Переправившись через быстроводный Аракс, караван оказался на персидской земле, в Дарадатском ущелье. Он обошел город Маранду, "где была погребена жена Ноя", и стал продвигаться мимо красноватых, обожженных солнцем гор.
Еще из деревни Софиян завиднелся вдали, как безрадостный мираж, Тавриз.
…На дороге возник какой-то обтрепанный, изможденный персидский крестьянин.
- Пишкеш! Пишкеш! - кричал он, протягивая русским огромный полосатый арбуз.
И еще два босых перса тащили в корзине арбузы.
- Пишкеш! Урус-солдат не грабит… Ешь!
Были приятны и эта приветливость, и то, что о русских говорили добро.
Верстах в двух от Тавриза перешли вброд речку и, оставив позади смрадные бойни, очутились у рва, над которым возвышалась зубчатая стена с башнями.
Миновав подъемный мост у одних из семи ворот города, они, держась ближе к крепостной кирпичной стене, тянувшейся до цитадели на холме, повернули к центру Тавриза.
Кто бы мог подумать, глядя на этот шумный, поглощенный сейчас исключительно собой город, что всего лишь год назад он подобострастно встречал русских победителей?
Старшины, почетные беки, главный мулла Мирфеттах-Сеид вынесли тогда им ключи от города. Русские вошли через константинопольские ворота, пронесли знамена по улицам, только что политым горячей кровью быков, усыпанным цветами.
Их трофеями стали 42 орудия, трон и жезл Аббаса-Мирзы.
Грибоедов нахмурился, поджал губы. Небывалое небрежение ритуалом!

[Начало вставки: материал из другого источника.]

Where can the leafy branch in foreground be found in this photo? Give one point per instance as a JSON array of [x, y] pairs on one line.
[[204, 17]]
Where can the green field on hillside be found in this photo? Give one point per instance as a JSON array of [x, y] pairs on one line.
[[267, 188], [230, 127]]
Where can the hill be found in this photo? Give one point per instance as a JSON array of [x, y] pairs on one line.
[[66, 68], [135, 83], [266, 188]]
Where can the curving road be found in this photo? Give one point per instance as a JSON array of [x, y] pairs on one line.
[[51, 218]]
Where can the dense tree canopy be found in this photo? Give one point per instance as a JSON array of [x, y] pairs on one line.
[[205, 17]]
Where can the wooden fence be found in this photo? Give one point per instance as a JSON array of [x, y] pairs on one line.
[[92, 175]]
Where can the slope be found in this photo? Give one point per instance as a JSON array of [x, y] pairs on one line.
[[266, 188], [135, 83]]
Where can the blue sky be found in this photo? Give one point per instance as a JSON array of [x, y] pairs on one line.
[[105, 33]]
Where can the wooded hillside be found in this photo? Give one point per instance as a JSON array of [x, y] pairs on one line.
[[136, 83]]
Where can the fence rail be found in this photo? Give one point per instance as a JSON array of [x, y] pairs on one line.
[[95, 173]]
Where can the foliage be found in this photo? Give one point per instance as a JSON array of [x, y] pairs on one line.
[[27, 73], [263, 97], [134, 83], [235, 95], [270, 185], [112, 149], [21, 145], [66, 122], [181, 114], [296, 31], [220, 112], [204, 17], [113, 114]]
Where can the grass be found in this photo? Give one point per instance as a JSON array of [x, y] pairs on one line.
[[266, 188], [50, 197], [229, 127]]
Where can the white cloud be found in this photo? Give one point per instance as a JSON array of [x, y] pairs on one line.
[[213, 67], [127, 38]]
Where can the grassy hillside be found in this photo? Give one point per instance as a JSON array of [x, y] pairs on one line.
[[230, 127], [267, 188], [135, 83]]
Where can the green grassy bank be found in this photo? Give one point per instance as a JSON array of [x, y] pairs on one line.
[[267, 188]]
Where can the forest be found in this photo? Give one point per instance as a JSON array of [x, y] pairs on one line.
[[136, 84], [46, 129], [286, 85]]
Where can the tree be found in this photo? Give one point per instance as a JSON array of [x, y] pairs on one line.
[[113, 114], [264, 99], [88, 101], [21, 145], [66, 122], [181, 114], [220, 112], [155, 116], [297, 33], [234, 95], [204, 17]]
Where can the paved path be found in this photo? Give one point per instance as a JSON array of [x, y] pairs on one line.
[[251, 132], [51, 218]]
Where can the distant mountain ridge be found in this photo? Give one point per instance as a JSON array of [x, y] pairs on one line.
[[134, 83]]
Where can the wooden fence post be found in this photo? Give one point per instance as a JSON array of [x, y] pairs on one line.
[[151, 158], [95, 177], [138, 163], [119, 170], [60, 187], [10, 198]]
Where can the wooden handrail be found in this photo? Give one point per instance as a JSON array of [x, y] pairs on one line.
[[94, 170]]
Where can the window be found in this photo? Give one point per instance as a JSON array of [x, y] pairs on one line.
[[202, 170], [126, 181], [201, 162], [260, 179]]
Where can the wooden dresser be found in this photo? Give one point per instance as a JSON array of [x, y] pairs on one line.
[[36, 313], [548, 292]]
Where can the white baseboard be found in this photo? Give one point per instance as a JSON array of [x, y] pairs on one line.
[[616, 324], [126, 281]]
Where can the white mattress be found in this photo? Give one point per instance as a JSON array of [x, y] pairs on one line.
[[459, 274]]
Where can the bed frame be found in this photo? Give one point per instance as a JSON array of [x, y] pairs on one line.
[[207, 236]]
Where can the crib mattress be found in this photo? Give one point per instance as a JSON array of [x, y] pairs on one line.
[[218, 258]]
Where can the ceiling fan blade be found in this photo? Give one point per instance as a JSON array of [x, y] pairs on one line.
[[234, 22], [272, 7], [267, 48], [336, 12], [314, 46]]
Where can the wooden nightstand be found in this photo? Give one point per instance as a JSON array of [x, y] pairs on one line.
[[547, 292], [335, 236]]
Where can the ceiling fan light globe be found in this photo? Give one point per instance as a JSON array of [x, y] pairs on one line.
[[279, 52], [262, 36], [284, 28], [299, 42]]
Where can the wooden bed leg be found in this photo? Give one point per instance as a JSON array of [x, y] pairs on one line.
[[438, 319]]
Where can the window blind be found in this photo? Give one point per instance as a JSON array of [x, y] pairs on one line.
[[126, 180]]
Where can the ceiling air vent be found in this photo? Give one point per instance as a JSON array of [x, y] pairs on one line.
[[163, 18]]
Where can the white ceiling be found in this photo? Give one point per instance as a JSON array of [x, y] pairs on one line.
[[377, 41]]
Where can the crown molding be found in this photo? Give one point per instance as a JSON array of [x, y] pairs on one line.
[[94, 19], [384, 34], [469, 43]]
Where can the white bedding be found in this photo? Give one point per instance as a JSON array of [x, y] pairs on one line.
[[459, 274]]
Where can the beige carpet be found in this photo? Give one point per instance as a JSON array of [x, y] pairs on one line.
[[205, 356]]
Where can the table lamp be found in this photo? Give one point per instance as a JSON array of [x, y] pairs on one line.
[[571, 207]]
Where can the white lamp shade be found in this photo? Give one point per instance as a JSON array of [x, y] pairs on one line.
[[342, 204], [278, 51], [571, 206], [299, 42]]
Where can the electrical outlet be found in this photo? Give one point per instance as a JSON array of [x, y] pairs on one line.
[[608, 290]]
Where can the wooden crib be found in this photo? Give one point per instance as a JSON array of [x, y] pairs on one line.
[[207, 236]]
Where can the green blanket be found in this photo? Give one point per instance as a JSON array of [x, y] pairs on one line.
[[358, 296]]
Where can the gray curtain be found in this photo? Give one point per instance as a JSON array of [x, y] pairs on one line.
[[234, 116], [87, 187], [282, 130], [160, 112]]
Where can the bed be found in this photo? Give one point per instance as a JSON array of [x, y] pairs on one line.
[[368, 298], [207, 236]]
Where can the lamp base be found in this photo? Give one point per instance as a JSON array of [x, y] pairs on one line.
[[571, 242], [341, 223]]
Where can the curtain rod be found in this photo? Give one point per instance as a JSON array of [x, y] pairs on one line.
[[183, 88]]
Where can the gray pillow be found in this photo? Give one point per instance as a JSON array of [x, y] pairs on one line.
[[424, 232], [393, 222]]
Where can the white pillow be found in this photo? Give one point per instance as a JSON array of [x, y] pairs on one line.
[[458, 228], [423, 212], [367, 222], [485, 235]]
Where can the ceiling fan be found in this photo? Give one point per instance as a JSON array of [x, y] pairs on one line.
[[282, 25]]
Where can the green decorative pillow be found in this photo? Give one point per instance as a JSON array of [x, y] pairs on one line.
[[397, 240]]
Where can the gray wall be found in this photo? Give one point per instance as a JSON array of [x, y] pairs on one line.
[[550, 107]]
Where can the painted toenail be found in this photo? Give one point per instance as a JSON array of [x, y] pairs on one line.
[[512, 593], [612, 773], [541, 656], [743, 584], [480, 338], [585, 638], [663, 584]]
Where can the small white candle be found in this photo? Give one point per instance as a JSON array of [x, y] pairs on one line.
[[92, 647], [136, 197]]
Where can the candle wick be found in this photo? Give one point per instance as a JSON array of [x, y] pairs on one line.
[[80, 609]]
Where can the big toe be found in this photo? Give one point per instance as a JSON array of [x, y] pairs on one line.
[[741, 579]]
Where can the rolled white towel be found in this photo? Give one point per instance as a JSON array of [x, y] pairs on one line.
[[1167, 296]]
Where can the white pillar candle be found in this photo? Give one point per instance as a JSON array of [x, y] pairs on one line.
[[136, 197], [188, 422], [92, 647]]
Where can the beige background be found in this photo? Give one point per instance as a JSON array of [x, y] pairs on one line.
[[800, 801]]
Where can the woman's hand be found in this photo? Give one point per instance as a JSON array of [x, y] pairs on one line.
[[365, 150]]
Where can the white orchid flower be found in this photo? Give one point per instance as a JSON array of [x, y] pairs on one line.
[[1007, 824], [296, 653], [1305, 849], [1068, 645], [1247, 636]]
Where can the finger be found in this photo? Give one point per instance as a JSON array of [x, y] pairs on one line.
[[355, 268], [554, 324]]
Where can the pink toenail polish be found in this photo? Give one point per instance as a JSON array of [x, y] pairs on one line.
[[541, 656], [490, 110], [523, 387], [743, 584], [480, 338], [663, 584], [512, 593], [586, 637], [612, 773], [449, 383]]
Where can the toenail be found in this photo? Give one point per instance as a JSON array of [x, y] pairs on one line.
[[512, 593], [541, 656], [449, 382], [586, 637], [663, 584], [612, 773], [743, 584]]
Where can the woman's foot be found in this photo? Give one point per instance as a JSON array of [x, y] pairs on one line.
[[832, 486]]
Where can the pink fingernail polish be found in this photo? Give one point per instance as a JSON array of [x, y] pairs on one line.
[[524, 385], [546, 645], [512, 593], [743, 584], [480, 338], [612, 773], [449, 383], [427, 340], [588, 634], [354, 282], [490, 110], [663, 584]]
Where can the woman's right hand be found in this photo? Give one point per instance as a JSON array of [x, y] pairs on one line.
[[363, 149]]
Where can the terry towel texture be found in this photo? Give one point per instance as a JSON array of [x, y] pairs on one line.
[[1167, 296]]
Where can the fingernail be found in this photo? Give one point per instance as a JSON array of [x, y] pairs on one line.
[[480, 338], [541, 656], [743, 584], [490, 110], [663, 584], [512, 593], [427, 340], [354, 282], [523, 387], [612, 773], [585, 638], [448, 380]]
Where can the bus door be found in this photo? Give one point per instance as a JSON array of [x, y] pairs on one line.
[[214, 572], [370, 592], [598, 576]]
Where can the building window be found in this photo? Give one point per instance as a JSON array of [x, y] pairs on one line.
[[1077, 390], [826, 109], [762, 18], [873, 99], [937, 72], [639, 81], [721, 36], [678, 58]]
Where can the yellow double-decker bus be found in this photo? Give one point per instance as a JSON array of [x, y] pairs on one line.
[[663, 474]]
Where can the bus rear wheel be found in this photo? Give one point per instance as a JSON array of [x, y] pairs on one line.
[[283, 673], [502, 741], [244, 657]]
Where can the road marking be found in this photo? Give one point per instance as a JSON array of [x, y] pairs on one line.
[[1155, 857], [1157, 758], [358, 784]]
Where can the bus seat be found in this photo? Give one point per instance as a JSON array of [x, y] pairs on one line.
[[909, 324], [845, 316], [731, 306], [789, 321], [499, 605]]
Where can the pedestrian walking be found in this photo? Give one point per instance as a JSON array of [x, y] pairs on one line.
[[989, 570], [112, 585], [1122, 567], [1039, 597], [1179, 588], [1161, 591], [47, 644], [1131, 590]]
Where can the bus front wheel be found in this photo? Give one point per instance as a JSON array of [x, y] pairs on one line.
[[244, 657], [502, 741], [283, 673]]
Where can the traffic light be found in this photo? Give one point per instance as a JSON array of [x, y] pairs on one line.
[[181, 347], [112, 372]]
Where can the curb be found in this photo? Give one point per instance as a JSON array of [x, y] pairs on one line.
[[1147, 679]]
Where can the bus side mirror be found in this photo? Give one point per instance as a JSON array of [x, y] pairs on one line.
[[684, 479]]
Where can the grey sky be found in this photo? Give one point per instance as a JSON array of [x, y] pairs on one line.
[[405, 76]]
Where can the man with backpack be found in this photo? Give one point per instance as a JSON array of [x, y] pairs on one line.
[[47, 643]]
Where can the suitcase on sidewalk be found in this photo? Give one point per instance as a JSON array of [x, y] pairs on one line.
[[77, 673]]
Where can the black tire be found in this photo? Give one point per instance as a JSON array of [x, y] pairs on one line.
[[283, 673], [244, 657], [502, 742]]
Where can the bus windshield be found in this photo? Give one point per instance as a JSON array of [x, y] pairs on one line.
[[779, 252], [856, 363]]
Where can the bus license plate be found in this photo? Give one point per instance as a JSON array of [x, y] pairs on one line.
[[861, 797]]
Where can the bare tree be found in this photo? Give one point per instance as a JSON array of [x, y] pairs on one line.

Коротка у них память… И Аббас-Мирза, и беглербек умышленно не торопятся со встречей, давая понять, что время отодвинуло покорность побежденных и здесь хорошо могут обойтись без русского министра… После торжественных и даже пышных встреч в Кодах, Шулаверах Гергерах это тавризское небрежение вдвойне оскорбляло. Его не умаляло даже то, что от Эривани Грибоедова сопровождал сын беглербека.
Впервые Грибоедов приехал в Тавриз двадцатитрехлетним секретарем при главе миссии, и тогда это тоже была, по существу, ссылка, за участие в дуэли. Он нисколько не кривил душой, когда писал отсюда другу: "В первый раз от роду задумал подшутить, отведать статской службы. В огонь бы лучше бросился Нерчинских заводов и взывал с Иовом: "Да погибнет день, в который я облекся мундиром Иностранной Коллегии, и утро, в которое рекли: "Се титулярный советник""."